Dade turned to her, aghast. “You cannot mean that! Stay with that madman? You heard him! He had no regard for you—no family feeling at all! How can you choose him over your own family?”

Callie gazed evenly at her elder brother, whom she had adored all her life. “You don’t understand. I am not choosing him over you. I am choosing
me
over you.” She kissed Dade on the cheek, then Papa. “Tell Mama I shall write soon.” Then she turned away from them and walked quite serenely back into the smoking debacle that was her first ball as Lady Porter of Amberdell Manor.

*   *   *

Button surveyed the empty and echoing ballroom one last time. It was well into the next day and he’d yet to offer any commentary on the events of the evening before.
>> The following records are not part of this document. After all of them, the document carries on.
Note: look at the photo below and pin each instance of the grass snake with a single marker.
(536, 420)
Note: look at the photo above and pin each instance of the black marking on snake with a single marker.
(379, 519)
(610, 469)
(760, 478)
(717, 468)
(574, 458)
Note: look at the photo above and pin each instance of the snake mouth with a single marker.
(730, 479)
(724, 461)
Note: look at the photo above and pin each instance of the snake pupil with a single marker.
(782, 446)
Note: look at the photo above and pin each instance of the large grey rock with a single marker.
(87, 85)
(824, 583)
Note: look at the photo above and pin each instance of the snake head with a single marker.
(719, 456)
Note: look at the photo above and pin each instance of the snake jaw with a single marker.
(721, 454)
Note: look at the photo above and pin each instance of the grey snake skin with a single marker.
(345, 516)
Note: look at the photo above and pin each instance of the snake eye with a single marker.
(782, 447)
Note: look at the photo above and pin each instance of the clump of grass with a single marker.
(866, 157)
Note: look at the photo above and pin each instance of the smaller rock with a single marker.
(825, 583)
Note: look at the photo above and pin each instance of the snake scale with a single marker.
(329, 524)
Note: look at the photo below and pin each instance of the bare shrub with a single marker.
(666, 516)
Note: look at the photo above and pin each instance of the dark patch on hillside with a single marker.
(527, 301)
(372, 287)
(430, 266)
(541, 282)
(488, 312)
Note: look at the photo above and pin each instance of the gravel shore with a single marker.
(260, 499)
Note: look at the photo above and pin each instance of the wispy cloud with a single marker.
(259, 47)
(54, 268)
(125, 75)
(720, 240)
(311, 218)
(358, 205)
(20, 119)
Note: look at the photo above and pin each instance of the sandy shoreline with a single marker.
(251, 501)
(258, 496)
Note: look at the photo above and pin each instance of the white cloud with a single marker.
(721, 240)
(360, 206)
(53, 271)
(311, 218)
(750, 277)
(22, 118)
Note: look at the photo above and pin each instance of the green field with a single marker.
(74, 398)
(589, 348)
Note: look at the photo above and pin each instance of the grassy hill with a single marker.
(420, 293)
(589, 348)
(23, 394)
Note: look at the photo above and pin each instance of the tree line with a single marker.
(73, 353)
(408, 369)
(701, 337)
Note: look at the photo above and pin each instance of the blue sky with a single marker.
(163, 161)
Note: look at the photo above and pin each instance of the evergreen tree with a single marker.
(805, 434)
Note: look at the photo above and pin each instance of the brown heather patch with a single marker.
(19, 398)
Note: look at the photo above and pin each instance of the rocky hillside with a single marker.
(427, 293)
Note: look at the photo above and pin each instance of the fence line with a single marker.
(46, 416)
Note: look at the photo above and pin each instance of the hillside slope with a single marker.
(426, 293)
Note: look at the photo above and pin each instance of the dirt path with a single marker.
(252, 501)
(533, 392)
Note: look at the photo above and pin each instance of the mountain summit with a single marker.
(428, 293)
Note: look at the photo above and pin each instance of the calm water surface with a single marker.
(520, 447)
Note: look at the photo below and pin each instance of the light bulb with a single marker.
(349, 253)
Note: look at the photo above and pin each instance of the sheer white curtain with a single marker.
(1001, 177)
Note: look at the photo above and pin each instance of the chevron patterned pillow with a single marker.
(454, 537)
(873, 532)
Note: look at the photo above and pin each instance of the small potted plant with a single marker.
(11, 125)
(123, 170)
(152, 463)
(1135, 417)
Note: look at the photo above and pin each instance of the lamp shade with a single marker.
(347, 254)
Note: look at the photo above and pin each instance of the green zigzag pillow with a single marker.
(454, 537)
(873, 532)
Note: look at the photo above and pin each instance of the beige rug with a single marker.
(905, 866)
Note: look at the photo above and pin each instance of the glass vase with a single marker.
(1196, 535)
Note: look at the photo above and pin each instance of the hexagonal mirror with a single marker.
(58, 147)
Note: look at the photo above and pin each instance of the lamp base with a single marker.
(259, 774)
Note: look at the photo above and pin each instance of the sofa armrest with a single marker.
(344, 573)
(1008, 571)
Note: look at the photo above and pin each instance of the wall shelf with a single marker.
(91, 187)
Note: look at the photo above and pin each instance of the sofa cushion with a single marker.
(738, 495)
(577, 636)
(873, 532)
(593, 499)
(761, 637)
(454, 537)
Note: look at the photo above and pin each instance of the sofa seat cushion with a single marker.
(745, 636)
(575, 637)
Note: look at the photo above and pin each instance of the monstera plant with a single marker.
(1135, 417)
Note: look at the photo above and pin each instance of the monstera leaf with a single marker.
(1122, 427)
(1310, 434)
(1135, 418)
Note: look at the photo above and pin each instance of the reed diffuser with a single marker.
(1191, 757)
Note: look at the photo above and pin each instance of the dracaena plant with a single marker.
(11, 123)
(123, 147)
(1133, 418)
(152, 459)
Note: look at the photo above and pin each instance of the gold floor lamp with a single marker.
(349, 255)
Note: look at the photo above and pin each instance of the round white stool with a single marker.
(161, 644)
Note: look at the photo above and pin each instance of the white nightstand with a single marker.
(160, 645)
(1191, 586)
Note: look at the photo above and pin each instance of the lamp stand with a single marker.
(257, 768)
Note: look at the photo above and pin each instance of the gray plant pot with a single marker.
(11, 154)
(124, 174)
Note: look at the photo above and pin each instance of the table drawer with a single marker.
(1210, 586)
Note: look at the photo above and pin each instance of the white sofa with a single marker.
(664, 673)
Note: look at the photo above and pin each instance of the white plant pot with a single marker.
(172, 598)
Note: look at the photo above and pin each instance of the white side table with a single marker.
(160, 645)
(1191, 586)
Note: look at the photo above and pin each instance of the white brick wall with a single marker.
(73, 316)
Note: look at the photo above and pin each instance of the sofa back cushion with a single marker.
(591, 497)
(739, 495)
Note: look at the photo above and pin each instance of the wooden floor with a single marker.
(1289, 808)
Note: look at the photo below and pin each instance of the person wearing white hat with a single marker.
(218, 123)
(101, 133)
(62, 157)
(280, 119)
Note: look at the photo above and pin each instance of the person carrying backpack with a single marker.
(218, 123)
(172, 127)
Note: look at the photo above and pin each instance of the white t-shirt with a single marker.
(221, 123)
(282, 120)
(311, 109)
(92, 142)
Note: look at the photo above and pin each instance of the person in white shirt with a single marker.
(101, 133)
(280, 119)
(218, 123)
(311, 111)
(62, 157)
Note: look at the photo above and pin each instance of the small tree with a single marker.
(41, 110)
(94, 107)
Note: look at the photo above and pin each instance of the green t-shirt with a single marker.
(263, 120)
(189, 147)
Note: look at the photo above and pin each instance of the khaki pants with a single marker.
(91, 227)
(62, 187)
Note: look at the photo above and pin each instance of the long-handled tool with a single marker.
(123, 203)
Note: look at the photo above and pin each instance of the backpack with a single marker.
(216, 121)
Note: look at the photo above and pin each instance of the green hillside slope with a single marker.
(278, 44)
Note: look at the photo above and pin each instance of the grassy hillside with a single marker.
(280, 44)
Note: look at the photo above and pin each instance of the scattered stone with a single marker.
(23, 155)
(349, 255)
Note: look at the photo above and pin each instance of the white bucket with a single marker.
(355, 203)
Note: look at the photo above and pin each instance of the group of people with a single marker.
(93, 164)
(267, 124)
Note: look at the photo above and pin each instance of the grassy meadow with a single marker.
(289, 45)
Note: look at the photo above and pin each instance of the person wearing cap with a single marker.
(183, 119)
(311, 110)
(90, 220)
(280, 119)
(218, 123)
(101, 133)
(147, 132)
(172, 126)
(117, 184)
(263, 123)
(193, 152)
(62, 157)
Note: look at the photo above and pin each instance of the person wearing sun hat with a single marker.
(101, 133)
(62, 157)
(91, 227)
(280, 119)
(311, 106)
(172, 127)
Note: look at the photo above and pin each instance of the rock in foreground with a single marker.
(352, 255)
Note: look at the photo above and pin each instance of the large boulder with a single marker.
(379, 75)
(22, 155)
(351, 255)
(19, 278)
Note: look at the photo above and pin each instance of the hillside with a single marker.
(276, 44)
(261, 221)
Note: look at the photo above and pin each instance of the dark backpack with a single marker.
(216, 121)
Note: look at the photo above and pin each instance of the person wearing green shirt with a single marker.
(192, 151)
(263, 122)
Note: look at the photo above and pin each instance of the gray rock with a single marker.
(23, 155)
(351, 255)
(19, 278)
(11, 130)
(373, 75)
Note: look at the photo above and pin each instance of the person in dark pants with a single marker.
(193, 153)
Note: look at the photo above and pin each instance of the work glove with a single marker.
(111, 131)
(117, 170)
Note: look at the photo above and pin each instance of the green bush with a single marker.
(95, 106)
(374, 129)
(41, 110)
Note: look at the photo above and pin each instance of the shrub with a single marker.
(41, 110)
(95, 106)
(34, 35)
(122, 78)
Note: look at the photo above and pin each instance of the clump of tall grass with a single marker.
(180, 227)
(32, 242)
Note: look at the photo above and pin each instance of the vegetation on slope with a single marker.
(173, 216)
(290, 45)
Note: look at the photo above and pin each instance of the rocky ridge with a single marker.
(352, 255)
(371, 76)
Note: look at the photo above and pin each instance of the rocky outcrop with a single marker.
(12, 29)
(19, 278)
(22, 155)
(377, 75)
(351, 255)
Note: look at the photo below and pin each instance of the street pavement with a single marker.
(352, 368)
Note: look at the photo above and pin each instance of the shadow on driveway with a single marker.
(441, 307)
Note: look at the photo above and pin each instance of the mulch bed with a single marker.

This worried Cabot. Button without commentary was like Button without air to breathe.

“Sir, the er … staff has mostly gone. They did what they could without paint and plaster. There’s nothing more we can do here.”

Button gazed at the ring of scorched marble in the center of the ballroom. “Have you ever seen a battlefield, Cabot?”

“No, fortunately.”

Button sighed. “You have now.”

Cabot latched his hands behind his back, carefully not looking at his master, yet entirely aware of him all the same. “May I ask, sir … who lost?”

Button looked away from the damage at last, casting a look of rueful weariness over his shoulder at Cabot.